I’m mostly sailing the high seas, using the tv as a giant monitor for the always-on laptop connected to it. I’m afraid of the 1984-esque “You must connect to the internet to continue using this TV” that might come after some time.
I’m mostly sailing the high seas, using the tv as a giant monitor for the always-on laptop connected to it. I’m afraid of the 1984-esque “You must connect to the internet to continue using this TV” that might come after some time.
I feel I must clarify. I value my privacy, and my money. I prefer to disconnect it from the internet immediately, but if the vendor put a piece of code that measures offline time and then disables critical HDMI input functionality - it is a different story entirely.
What if after X months of offline functionality - I have to connect it again because of “You must connect to the internet to continue using this TV”
What if being offline for a very long duration of time - means that when connecting it again - the firmware update bricks my TV?
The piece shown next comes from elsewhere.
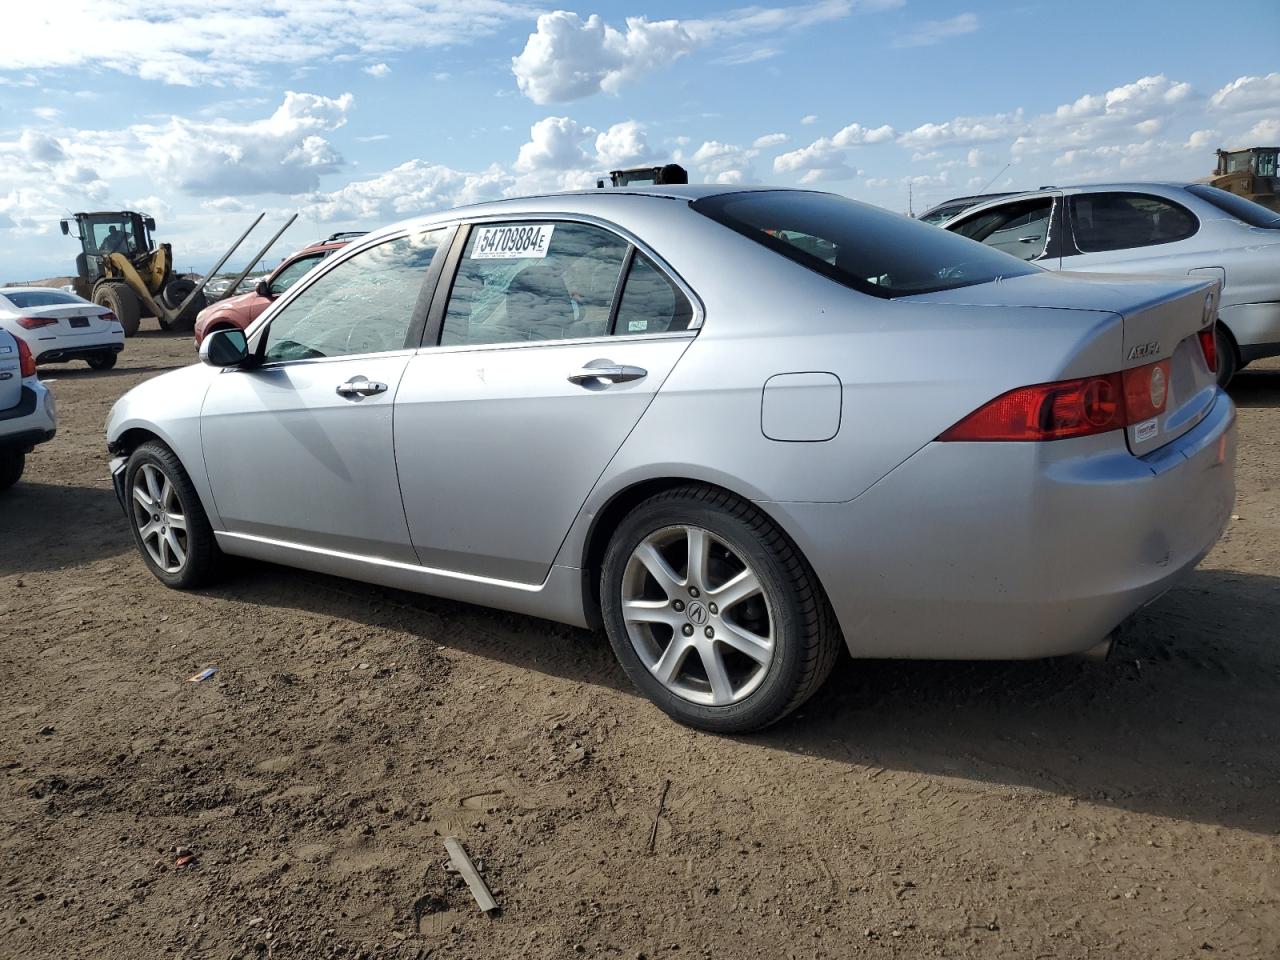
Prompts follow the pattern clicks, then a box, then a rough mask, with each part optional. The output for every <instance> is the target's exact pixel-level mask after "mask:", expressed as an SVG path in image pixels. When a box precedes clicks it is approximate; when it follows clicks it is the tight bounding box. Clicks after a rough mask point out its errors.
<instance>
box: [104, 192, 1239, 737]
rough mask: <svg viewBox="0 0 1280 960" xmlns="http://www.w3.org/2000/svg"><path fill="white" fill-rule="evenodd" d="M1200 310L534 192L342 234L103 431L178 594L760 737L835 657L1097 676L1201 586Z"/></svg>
mask: <svg viewBox="0 0 1280 960" xmlns="http://www.w3.org/2000/svg"><path fill="white" fill-rule="evenodd" d="M1216 312H1217V283H1216V280H1213V279H1212V278H1208V279H1204V278H1183V279H1178V280H1158V279H1149V278H1148V279H1130V278H1121V276H1115V278H1103V279H1082V278H1079V276H1071V275H1066V274H1053V273H1048V271H1044V270H1042V269H1041V268H1038V266H1034V265H1029V264H1025V262H1023V261H1020V260H1018V259H1014V257H1010V256H1007V255H1005V253H1001V252H998V251H993V250H991V248H988V247H984V246H982V244H980V243H975V242H973V241H970V239H966V238H964V237H957V236H954V234H950V233H946V232H945V230H938V229H936V228H933V227H927V225H923V224H919V223H915V221H911V220H908V219H904V218H901V216H897V215H895V214H890V212H887V211H884V210H879V209H877V207H872V206H867V205H863V204H856V202H854V201H850V200H845V198H842V197H837V196H832V195H827V193H817V192H808V191H778V189H731V188H723V187H669V188H667V187H664V188H652V189H640V191H621V189H620V191H595V192H582V193H570V195H557V196H544V197H531V198H525V200H511V201H502V202H495V204H486V205H479V206H471V207H465V209H460V210H453V211H449V212H443V214H436V215H431V216H425V218H420V219H416V220H411V221H406V223H401V224H397V225H394V227H389V228H387V229H384V230H380V232H378V233H375V234H370V236H369V237H365V238H362V239H360V241H357V242H356V243H353V244H351V247H348V248H347V250H344V251H342V252H340V253H338V255H335V256H334V257H333V259H332V260H330V261H328V262H325V264H324V265H323V266H321V268H319V269H317V270H315V271H314V273H312V274H310V275H308V276H307V278H306V279H305V280H303V282H301V283H300V284H297V285H296V287H294V288H292V289H291V291H289V292H288V293H287V294H285V296H284V297H282V298H279V300H278V301H276V302H274V303H273V305H271V307H269V308H268V311H266V312H264V314H262V316H261V317H259V320H257V321H255V324H253V325H252V326H250V329H248V330H247V332H246V333H241V332H238V330H237V332H220V333H216V334H212V335H210V337H209V338H206V339H205V342H204V343H202V346H201V360H202V361H204V362H202V364H197V365H195V366H191V367H187V369H184V370H178V371H173V372H169V374H165V375H163V376H159V378H155V379H154V380H150V381H147V383H145V384H142V385H140V387H137V388H134V389H133V390H131V392H129V393H128V394H127V396H124V397H123V398H122V399H120V401H119V402H118V403H116V406H115V408H114V410H113V412H111V416H110V421H109V424H108V443H109V448H110V451H111V452H113V454H114V457H115V458H114V461H113V465H111V470H113V476H114V477H115V484H116V490H118V493H119V495H120V499H122V503H123V504H124V508H125V512H127V515H128V520H129V525H131V529H132V530H133V535H134V540H136V541H137V544H138V548H140V552H141V556H142V559H143V561H145V562H146V564H147V566H148V567H150V568H151V571H152V572H154V573H155V575H156V576H157V577H159V579H160V580H161V581H164V582H165V584H168V585H170V586H175V588H191V586H196V585H198V584H202V582H206V581H207V580H209V579H210V577H212V576H214V575H215V573H216V571H218V568H219V566H220V563H221V561H223V559H224V557H225V556H227V554H233V556H241V557H253V558H259V559H264V561H273V562H278V563H285V564H291V566H297V567H305V568H308V570H315V571H321V572H328V573H334V575H340V576H347V577H355V579H357V580H365V581H369V582H374V584H381V585H387V586H393V588H402V589H407V590H417V591H421V593H426V594H434V595H439V596H448V598H453V599H460V600H467V602H472V603H480V604H485V605H490V607H498V608H504V609H508V611H516V612H520V613H526V614H532V616H538V617H545V618H549V620H556V621H562V622H566V623H573V625H579V626H598V625H603V627H604V630H605V631H607V634H608V637H609V641H611V643H612V645H613V649H614V650H616V653H617V655H618V659H620V660H621V663H622V666H623V667H625V669H626V672H627V675H628V676H630V677H631V680H632V681H634V682H635V685H636V686H637V687H639V689H640V690H641V691H643V692H644V694H645V695H648V696H649V698H652V699H653V701H654V703H657V704H658V705H659V707H660V708H662V709H664V710H666V712H668V713H669V714H671V716H672V717H675V718H677V719H680V721H682V722H685V723H690V724H695V726H700V727H704V728H709V730H717V731H744V730H754V728H758V727H762V726H764V724H768V723H771V722H773V721H777V719H778V718H780V717H783V716H785V714H787V712H790V710H792V709H795V708H796V707H797V705H799V704H800V703H803V701H804V700H805V699H806V698H808V696H809V695H810V694H813V692H814V691H815V690H817V689H818V686H819V685H820V684H822V682H823V681H824V678H826V677H827V675H828V672H829V671H831V668H832V664H833V662H835V659H836V657H837V654H838V653H840V650H841V649H842V648H844V649H847V650H849V652H850V653H851V654H852V655H855V657H865V658H1029V657H1053V655H1060V654H1068V653H1075V652H1082V650H1085V649H1088V648H1094V646H1097V645H1098V644H1100V643H1103V641H1105V639H1106V637H1107V636H1108V634H1110V632H1111V631H1112V628H1114V627H1116V626H1117V625H1119V623H1120V622H1121V621H1123V620H1125V618H1126V617H1128V616H1129V614H1132V613H1133V612H1134V611H1135V609H1138V608H1139V607H1142V605H1143V604H1146V603H1148V602H1151V600H1152V599H1155V598H1156V596H1158V595H1160V594H1161V593H1164V591H1165V590H1167V589H1169V586H1170V585H1171V584H1172V582H1174V581H1175V580H1176V577H1178V576H1179V575H1181V573H1184V572H1185V571H1188V570H1189V568H1192V567H1193V566H1196V563H1197V562H1199V559H1201V558H1202V557H1203V556H1204V554H1206V552H1207V550H1208V549H1210V548H1211V547H1212V545H1213V543H1215V541H1216V539H1217V538H1219V535H1220V532H1221V530H1222V527H1224V525H1225V522H1226V518H1228V516H1229V513H1230V509H1231V502H1233V499H1234V479H1233V477H1234V474H1233V470H1234V467H1233V463H1234V445H1235V428H1234V424H1235V415H1234V408H1233V406H1231V402H1230V401H1229V399H1228V397H1226V396H1225V394H1224V393H1222V392H1221V390H1220V389H1219V388H1217V385H1216V383H1215V375H1213V358H1215V351H1213V317H1215V315H1216Z"/></svg>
I know the instabilities that occurr when updating after a very long time of being offline.
I’m unsure about my specific model - but it is an LG WebOS OLED 48"
If they disable stuff, call the manufacturer and tell them you have moved in a family member with sensitive medical equipment that needs to have no wifi in the area. Will they give you a code to disable internet or do you need to sue them for reckless endangerment?
Never threaten legal action to a callcenter. If they take it seriously (or just don’t want to talk to you) they’ll hang up immediately and demand all further communication goes through lawyers.
I think we all know the answer to this.
Actually, I’ve seen reports where CS gives them a code. Maybe it’s bullshit, maybe not.
We don’t see many updates that outright brick your product (yet). What we do see is updates that just happen to make your product run much slower than it used to. There’s always excuses why it is necessary, but in the end those updates tend to lead to sales of new devices.
Keeping the device fully offline is a defense against such an update.
Myself, I don’t see any reason for my TV to ever be online, so I take some comfort that it will not receive such an update.
No one is obligated to have internet, and there are actually people who don’t have it. The TV isn’t sold as an “online only” product, they cannot block you from using something that works offline because you’re offline.